Parsing Python (Pogo Pt: 6)
Chig Beef
Posted on January 22, 2024
Intro
In this series I am creating a transpiler from Python to Golang called Pogo. In the last post we created an object called a Structure
, which we are going to use in this post to create an abstract syntax tree through the use of a parser.
What is a parser
A parser in most simple compilers will become the largest part of the project. This is because it has to check for many different syntax cases. The parser turns the slice of tokens that we received from the lexer into a tree structure. We do this because code is not linear like an array, but everything works in group. For example, an if statement would be a parent node to multiple print statements, and in that if statement we could have a loop. In this way we can create complicated tree structures through parsing the code.
The Parser Struct
The Parser
as to keep track of 4 values. First, the source, which is the slice of Token
s we got from the lexer. We also need to keep track of our current position in the source, which is very similar to the lexer. We also need the current token we are looking at, and lastly we need a slice of int
s for markers.

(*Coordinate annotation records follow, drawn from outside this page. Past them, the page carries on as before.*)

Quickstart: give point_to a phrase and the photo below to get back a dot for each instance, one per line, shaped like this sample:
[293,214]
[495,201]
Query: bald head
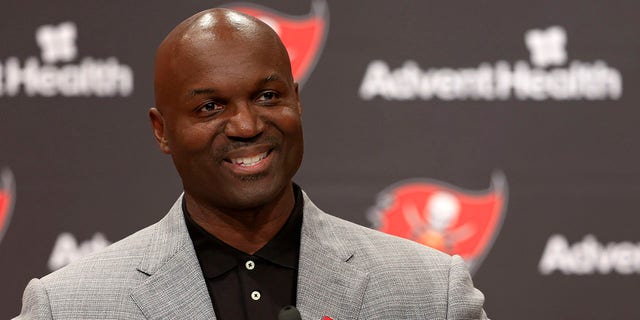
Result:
[211,32]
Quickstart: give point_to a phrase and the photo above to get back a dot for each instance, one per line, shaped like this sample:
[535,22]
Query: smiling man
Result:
[243,241]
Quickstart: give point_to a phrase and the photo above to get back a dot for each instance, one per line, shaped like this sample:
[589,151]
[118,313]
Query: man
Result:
[243,240]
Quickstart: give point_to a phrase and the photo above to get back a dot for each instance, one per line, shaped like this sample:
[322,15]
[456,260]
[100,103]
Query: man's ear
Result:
[295,86]
[157,123]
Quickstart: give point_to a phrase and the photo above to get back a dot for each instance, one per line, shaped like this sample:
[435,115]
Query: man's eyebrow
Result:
[196,92]
[270,78]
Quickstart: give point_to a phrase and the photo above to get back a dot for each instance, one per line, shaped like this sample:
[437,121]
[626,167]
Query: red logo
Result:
[7,196]
[302,35]
[443,217]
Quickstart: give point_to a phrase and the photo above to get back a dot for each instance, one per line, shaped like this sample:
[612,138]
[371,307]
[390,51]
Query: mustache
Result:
[238,143]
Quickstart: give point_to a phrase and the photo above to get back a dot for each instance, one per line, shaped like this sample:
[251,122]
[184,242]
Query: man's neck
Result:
[246,230]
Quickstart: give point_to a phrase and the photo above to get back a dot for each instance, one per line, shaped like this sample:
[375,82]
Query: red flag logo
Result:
[303,36]
[443,217]
[7,196]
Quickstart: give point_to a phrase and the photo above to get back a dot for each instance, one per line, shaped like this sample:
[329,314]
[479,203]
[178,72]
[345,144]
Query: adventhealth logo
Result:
[55,74]
[58,43]
[547,76]
[547,46]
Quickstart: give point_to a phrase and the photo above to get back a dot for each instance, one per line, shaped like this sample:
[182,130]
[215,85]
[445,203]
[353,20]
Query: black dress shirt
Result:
[250,287]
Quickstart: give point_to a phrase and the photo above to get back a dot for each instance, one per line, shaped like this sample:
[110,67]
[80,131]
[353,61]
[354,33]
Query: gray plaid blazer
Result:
[346,271]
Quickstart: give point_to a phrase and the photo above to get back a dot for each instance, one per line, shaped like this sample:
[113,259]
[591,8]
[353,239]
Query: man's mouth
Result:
[250,161]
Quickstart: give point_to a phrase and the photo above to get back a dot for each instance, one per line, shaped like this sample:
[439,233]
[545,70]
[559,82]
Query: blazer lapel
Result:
[175,287]
[327,284]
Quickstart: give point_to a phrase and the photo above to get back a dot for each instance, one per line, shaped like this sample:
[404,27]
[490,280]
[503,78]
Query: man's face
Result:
[231,120]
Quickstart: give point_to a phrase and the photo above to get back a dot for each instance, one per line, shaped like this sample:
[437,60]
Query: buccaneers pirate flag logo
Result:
[7,196]
[442,216]
[302,35]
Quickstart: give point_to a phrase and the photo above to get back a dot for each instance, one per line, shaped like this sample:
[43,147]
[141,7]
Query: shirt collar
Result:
[216,257]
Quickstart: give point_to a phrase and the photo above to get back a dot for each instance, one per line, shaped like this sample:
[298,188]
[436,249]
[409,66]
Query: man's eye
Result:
[267,96]
[210,107]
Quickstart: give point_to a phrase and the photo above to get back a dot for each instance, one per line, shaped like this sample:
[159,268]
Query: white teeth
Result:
[249,161]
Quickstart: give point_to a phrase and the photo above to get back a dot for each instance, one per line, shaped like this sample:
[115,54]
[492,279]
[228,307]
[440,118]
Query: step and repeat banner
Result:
[503,131]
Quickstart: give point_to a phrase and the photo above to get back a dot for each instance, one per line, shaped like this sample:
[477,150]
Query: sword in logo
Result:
[7,199]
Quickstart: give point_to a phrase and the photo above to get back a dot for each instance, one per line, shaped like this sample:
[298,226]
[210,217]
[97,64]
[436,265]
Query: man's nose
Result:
[245,123]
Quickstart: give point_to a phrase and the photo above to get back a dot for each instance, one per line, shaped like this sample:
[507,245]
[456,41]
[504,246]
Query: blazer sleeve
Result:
[464,301]
[35,302]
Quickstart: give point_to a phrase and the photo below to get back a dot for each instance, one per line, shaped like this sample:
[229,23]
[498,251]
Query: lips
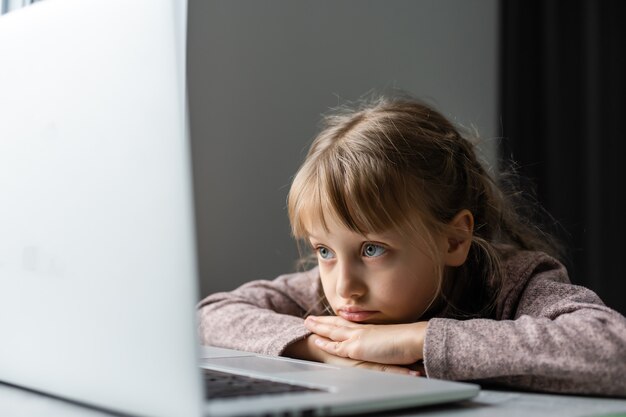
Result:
[355,314]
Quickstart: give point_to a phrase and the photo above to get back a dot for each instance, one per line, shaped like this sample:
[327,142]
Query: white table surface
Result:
[16,402]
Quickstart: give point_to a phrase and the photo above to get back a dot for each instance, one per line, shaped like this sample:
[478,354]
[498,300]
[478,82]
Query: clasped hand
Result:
[390,344]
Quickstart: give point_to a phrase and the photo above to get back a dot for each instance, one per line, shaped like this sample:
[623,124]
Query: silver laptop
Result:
[97,253]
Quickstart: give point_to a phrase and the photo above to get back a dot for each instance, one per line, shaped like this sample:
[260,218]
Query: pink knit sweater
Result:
[548,335]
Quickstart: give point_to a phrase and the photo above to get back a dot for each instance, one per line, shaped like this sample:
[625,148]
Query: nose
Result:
[349,284]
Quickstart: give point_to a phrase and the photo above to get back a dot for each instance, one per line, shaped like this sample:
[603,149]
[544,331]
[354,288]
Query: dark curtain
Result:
[563,105]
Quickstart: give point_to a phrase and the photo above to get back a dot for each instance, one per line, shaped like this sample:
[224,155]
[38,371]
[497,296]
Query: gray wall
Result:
[261,73]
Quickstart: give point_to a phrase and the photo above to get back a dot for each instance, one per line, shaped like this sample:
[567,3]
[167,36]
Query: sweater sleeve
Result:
[558,337]
[260,316]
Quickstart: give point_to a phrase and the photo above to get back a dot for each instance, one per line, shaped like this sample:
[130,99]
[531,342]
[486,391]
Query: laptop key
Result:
[224,385]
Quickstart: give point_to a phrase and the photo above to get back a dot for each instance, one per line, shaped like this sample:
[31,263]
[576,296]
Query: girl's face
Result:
[377,278]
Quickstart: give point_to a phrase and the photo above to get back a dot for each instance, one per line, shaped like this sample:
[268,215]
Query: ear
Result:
[459,244]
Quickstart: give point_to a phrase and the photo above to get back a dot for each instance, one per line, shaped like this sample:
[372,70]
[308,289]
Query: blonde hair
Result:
[396,163]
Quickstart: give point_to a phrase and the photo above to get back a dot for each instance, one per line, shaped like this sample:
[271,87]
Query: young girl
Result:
[425,267]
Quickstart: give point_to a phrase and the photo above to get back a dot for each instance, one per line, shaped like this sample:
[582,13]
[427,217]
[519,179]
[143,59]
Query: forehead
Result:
[333,228]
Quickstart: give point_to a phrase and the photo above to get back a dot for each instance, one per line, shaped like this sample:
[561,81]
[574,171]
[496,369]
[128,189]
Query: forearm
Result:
[577,353]
[249,328]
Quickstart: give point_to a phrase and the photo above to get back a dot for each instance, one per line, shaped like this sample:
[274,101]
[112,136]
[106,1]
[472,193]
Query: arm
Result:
[260,316]
[268,317]
[553,336]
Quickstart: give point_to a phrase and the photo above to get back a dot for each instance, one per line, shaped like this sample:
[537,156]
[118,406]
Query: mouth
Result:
[355,314]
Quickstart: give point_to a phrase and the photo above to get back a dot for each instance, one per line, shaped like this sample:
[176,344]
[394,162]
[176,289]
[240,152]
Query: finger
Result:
[332,347]
[330,331]
[388,368]
[335,320]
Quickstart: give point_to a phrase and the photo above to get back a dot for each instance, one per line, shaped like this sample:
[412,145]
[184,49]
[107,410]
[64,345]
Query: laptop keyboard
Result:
[224,385]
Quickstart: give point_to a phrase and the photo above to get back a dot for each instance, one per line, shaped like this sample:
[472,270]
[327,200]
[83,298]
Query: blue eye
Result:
[325,253]
[371,250]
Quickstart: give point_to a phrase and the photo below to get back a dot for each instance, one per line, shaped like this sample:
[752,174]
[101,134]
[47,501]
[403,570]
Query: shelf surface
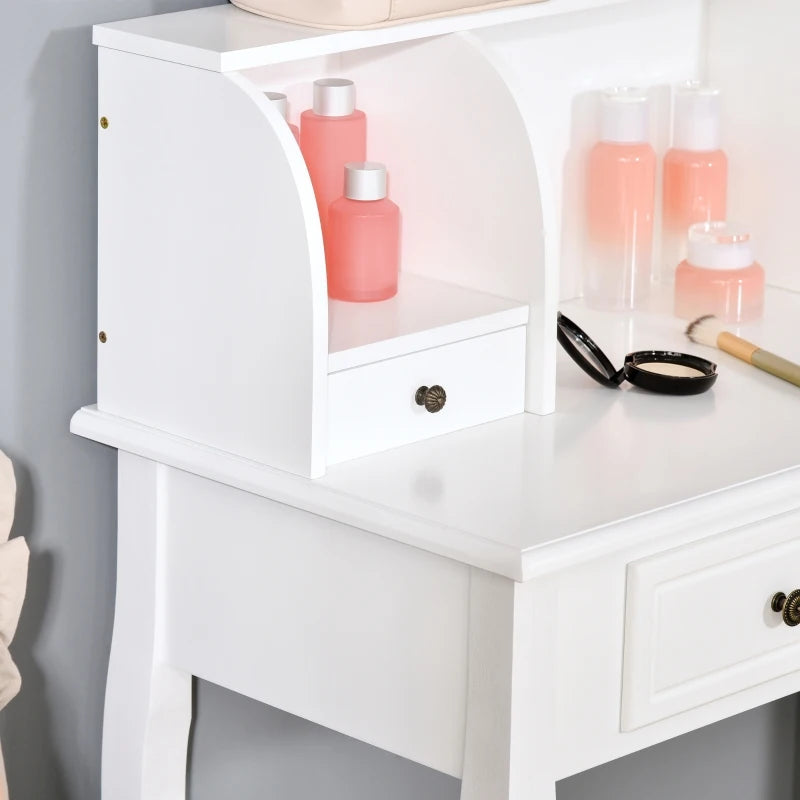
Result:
[424,313]
[517,495]
[225,38]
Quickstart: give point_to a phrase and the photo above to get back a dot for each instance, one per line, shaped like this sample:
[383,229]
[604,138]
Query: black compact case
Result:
[662,371]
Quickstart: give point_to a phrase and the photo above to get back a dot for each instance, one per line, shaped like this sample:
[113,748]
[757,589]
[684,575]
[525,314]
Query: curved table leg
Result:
[508,752]
[148,708]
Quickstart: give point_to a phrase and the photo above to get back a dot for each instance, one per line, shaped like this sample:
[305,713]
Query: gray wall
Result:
[241,750]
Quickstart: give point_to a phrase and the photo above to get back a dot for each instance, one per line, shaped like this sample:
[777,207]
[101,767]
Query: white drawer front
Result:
[699,625]
[372,408]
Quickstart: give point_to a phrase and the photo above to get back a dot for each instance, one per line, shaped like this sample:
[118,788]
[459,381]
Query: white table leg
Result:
[148,707]
[508,753]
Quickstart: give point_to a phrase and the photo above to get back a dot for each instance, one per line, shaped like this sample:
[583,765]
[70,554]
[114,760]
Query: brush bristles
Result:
[705,330]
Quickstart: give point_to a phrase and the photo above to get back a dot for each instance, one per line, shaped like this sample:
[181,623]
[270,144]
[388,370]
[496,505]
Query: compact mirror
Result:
[662,371]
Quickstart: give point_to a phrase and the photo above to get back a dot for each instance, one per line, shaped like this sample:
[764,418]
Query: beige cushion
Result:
[13,579]
[348,14]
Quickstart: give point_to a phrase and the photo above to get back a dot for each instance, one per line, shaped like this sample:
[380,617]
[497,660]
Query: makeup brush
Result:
[710,331]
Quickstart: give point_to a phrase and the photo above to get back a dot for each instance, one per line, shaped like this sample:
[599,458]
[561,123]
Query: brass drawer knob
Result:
[788,607]
[432,398]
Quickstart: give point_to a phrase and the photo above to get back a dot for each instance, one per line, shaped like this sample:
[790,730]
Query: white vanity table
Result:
[510,603]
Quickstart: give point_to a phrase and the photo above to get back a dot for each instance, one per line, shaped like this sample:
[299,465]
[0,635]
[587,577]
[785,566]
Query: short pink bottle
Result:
[620,204]
[332,133]
[281,103]
[363,247]
[695,171]
[720,275]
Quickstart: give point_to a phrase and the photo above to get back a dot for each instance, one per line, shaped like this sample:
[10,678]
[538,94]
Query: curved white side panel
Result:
[461,168]
[211,267]
[463,172]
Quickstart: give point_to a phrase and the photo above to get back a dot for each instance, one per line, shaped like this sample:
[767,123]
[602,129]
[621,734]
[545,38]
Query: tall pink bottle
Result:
[695,172]
[281,103]
[363,248]
[332,133]
[620,204]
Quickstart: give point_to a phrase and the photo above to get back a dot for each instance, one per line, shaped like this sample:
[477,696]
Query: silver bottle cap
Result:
[334,97]
[364,180]
[280,101]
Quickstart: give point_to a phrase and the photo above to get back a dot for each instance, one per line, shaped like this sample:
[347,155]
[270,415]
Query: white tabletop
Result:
[500,494]
[225,38]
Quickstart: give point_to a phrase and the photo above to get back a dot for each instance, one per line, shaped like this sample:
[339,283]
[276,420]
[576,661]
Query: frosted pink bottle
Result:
[332,134]
[620,205]
[720,275]
[281,103]
[695,172]
[363,247]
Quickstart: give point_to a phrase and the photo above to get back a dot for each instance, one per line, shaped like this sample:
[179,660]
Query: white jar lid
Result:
[365,180]
[623,115]
[720,245]
[334,97]
[696,125]
[280,101]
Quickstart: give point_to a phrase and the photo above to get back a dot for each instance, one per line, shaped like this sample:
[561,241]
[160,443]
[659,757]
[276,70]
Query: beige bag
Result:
[347,14]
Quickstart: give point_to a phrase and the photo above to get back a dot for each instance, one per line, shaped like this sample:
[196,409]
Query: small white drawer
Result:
[699,625]
[373,407]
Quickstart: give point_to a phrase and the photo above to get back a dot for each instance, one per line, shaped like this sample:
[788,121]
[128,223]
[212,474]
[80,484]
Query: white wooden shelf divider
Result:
[424,313]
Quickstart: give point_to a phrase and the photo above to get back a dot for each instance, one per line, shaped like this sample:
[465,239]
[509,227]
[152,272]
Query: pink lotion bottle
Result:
[621,199]
[281,103]
[332,133]
[695,171]
[720,275]
[363,246]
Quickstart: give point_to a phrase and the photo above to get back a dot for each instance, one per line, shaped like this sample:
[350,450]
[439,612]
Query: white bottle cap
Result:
[720,245]
[280,101]
[364,180]
[695,123]
[334,97]
[623,115]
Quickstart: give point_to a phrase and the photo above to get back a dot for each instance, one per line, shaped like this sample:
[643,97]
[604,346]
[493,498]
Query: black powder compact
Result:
[661,371]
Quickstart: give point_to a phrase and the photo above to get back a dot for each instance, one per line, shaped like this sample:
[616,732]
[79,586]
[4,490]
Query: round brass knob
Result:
[432,398]
[788,607]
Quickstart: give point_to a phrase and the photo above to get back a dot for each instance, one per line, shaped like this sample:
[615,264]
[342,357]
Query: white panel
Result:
[333,624]
[211,271]
[461,169]
[372,408]
[557,66]
[699,624]
[424,313]
[226,38]
[761,120]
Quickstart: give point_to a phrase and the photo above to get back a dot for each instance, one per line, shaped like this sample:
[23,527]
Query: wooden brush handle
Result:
[777,366]
[736,346]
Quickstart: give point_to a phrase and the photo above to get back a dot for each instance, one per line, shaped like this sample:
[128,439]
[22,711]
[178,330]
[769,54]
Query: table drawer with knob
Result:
[711,618]
[409,398]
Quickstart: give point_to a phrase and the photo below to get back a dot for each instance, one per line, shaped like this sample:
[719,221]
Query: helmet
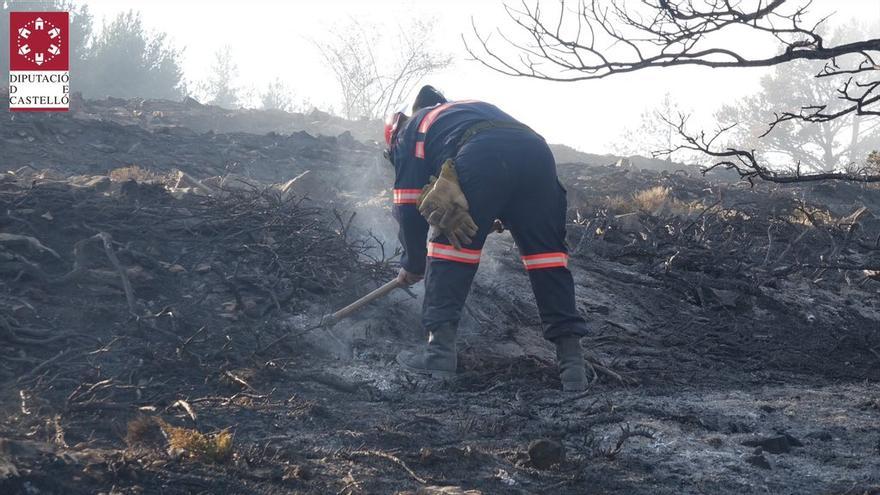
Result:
[428,97]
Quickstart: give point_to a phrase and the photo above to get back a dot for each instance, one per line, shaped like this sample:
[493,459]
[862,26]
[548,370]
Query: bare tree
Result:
[653,132]
[220,87]
[277,96]
[594,39]
[372,85]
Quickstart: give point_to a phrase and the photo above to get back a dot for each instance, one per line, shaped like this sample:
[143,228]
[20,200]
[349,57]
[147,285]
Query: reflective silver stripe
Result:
[545,260]
[447,252]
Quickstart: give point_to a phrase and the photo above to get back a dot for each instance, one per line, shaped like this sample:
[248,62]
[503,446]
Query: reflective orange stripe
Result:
[545,260]
[429,119]
[406,196]
[447,252]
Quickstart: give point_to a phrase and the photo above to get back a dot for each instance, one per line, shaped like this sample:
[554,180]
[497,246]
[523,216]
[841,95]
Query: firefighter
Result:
[459,167]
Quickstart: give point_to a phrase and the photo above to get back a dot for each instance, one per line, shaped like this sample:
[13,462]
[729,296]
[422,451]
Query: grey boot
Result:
[572,368]
[438,357]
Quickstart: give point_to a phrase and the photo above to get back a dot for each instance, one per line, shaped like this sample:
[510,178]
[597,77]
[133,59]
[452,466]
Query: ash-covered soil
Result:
[160,288]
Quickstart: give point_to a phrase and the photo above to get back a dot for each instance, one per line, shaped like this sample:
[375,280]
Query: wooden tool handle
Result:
[372,296]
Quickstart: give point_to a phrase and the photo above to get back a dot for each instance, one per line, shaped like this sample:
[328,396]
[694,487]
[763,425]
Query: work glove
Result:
[407,279]
[445,207]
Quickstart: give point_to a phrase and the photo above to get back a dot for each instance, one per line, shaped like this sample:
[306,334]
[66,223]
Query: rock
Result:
[545,453]
[823,435]
[715,442]
[780,444]
[759,461]
[296,472]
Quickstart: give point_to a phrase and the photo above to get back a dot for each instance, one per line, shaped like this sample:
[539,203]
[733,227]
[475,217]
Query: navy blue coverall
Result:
[506,173]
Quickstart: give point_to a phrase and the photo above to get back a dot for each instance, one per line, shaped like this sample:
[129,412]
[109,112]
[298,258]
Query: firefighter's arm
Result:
[413,237]
[410,177]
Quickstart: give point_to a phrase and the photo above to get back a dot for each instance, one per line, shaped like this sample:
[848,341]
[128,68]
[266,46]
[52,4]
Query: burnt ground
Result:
[735,344]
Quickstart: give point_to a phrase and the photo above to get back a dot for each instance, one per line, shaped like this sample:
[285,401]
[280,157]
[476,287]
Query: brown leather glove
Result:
[445,207]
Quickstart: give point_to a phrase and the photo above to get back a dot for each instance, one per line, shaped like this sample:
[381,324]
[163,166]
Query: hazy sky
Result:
[273,39]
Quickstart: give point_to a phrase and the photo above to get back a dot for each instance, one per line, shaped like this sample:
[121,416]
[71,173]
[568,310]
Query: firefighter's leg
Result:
[450,271]
[537,222]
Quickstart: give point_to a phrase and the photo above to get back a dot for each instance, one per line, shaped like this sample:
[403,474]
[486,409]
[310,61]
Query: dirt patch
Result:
[143,322]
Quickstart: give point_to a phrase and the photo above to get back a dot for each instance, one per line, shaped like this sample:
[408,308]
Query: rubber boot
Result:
[572,367]
[437,358]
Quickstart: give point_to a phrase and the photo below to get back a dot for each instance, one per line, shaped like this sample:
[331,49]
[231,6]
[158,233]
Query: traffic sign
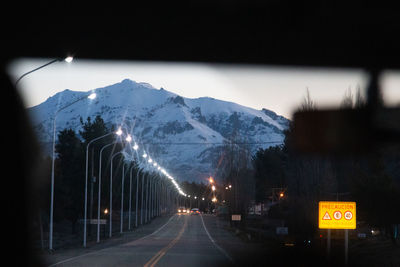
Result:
[337,215]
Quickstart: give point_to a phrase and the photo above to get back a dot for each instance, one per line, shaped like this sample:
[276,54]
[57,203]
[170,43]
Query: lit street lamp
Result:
[90,96]
[67,59]
[86,182]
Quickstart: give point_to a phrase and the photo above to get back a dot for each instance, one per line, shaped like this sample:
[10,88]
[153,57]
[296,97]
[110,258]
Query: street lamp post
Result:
[111,179]
[90,96]
[86,182]
[99,190]
[67,59]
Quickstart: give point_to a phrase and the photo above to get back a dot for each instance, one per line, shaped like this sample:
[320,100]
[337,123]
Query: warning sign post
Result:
[337,215]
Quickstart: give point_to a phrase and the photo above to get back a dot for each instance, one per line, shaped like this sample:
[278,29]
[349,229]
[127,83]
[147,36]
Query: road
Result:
[183,240]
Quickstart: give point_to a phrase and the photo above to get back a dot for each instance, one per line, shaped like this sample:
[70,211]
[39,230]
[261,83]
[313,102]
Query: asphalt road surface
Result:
[183,240]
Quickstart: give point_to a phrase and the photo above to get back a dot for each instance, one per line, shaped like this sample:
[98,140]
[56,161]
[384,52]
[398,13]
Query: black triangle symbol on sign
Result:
[326,216]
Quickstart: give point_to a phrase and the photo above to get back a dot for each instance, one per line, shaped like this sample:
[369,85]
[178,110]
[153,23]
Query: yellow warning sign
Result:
[337,215]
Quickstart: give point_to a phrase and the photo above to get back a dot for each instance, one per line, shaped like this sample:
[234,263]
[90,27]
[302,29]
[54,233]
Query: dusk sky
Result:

Markers will be saved positions that we can use in case we need to go back in the source.
type Parser struct {
curPos int
curToken Token
source []Token
markers []int
}
Creating Helper Functions
We need to effectively be able to move around the source freely, so we will make some functions to help us with this.
Firstly, we need a function to move us onto the next token in the source.
func (p *Parser) nextToken() {
p.curPos++
if p.curPos >= len(p.source) {
p.curToken = Token{} // Nil
} else {
p.curToken = p.source[p.curPos]
}
}
This should look familiar to code in the lexer, and simply gets the next token, and if there isn't one, just returns an empty value.
Now usually once we have the next token, we want something useful, and comments will get in the way of that, so we need a way to move over them without deleting them.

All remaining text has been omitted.